Full address (street address, city, state/province, zip code, country),
geocoded to coordinates during import. Required for locations without
coordinates (lng
, lat
).
dt[, address := NA_character_]
Author name, as displayed on the map.
dt[, author := NA_character_]
Information displayed in the location infobox. <br>
(HTML line breaks)
are converted to \n
(newline) characters. No other markup is currently
supported. For imported data, this should be used to contain the fields
used for matching to Falling Fruit types (e.g. formatted with
fruitr::build_type_strings()
) as description
is later passed as the
types
argument in fruitr::build_location_description()
. Additional
information is added to notes
(see below).
common_names <- fruitr::clean_strings(dt[["COMMON_NAME"]]) # or NULL
scientific_names <- fruitr::clean_strings(dt[["SCIENTIFIC_NAME"]]) # or NULL
dt[, description := fruitr::build_type_strings(ids = NULL, common_names, scientific_names, science_in = "()")]
Vector of additional strings later appended to the description by
fruitr::build_location_description()
.
dt[, notes := Map(c, NA_character_)]
Access status, on a scale from 1 to 5:
- Source is on the author’s property
- Author had permission from the owner to add the source
- Source is on public land
- Source is on private property but overhangs public land
- Source is on private property (ask before you pick)
dt[, access := NA_integer_]
Month that harvesting begins and ends, respectively, from 1 (January) to 12 (December).
dt[, season.start := NA_integer_]
dt[, season.stop := NA_integer_]
Whether seasonality does not apply. Enter x
if true, otherwise leave
blank.
dt[, no.season := NA_character_]
Yield and quality, on a scale from 1 to 5:
- Poor
- Fair
- Good
- Very Good
- Excellent
dt[, yield.rating := NA_integer_]
dt[, quality.rating := NA_integer_]
Full online path to a photo. A review is created with the photo added during import.
dt[, photo.url := NA_character_]
Since Falling Fruit does not support overlapping locations, these need
to be merged together before import with
fruitr::merge_overlapping_locations()
:
mdt <- fruitr::merge_overlapping_locations(dt)
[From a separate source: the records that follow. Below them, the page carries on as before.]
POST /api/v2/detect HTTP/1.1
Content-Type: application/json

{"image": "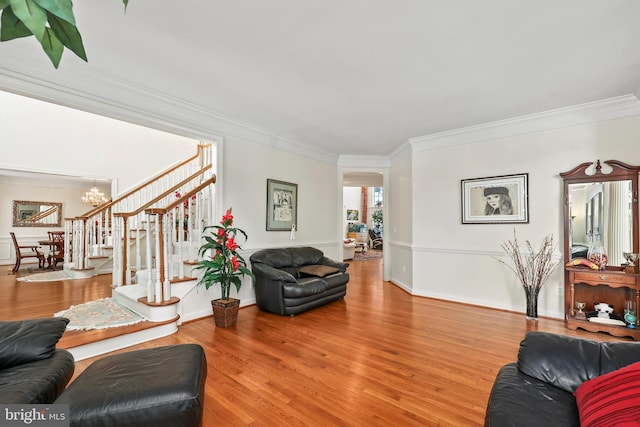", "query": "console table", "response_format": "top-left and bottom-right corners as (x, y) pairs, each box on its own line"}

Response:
(564, 267), (640, 340)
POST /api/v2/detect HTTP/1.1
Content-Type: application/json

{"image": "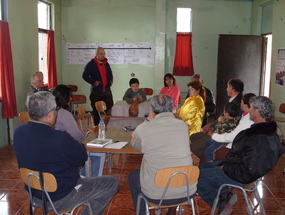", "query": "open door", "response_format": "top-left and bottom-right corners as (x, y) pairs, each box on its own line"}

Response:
(215, 35), (263, 117)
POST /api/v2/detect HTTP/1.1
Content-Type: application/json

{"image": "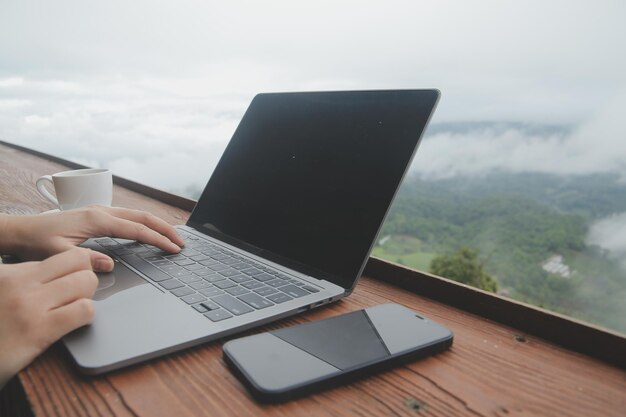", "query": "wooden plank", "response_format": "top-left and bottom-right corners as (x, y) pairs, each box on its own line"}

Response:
(6, 141), (626, 368)
(365, 258), (626, 368)
(0, 141), (626, 416)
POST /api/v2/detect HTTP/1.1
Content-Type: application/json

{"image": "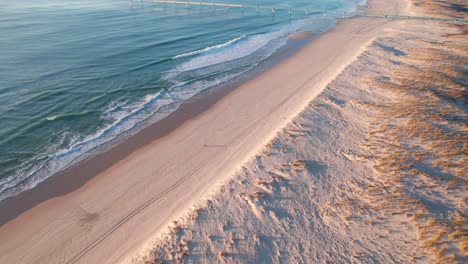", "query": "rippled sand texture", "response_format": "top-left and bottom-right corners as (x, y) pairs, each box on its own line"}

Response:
(147, 1), (468, 263)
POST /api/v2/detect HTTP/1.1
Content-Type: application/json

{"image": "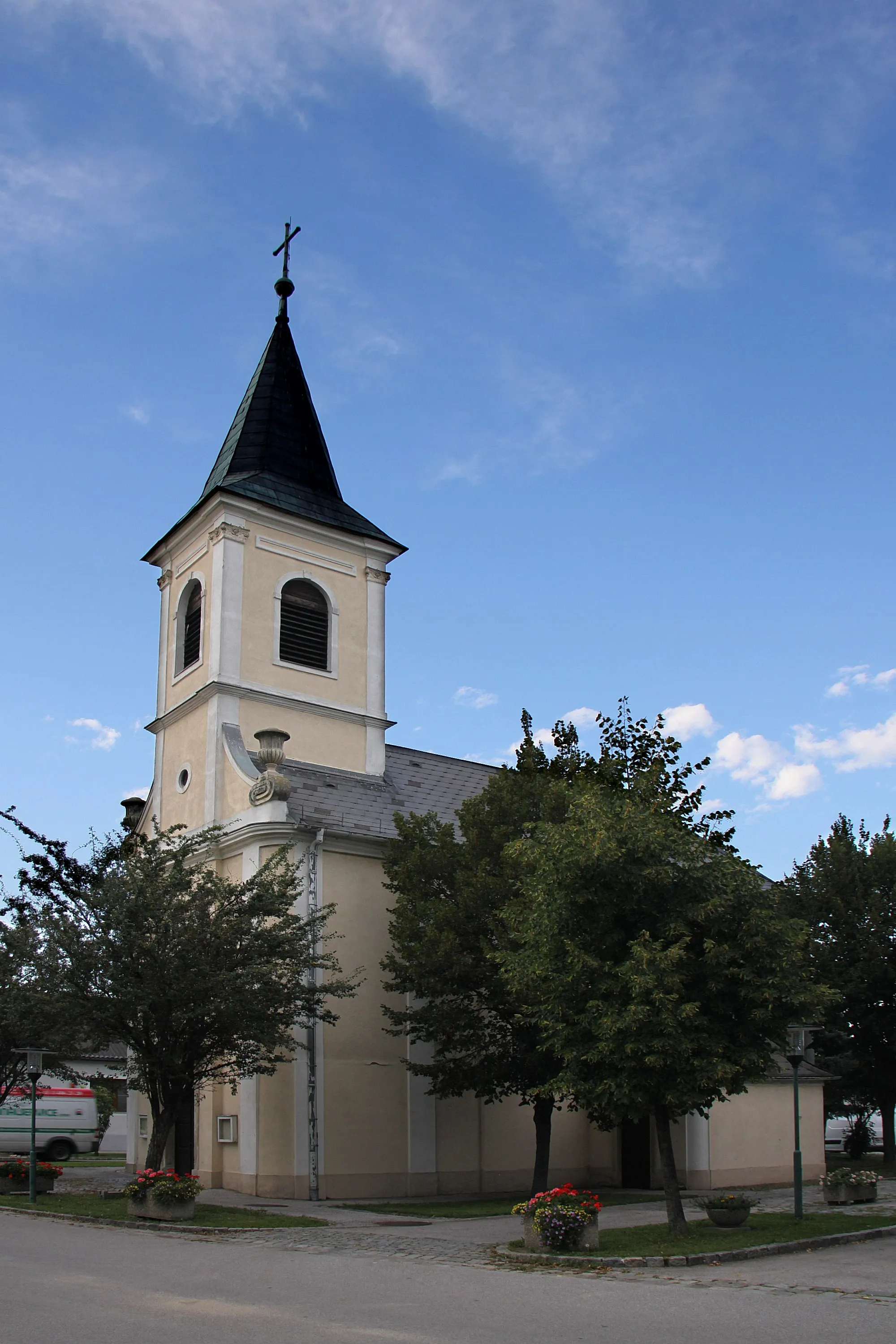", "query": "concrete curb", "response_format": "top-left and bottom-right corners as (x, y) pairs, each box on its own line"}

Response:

Additional arguments are passed to
fruitr::build_location_description()
, the function responsible for
constructing the final description by appending notes from single or
overlapping locations. In particular, merge
(default: FALSE
)
determines whether only the notes
unique for all locations are
preserved.
Finally, format the data for import and write it to a file with
fruitr::write_locations_for_import
:
out_file <- gsub("(\\..*)*$", "-IMPORT.csv", file)
fruitr::write_locations_for_import(mdt, out_file)
Submit the file for import at fallingfruit.org/locations/import (admin-only), or email the file and ancillary information (original URL and description of the dataset) directly to [email protected].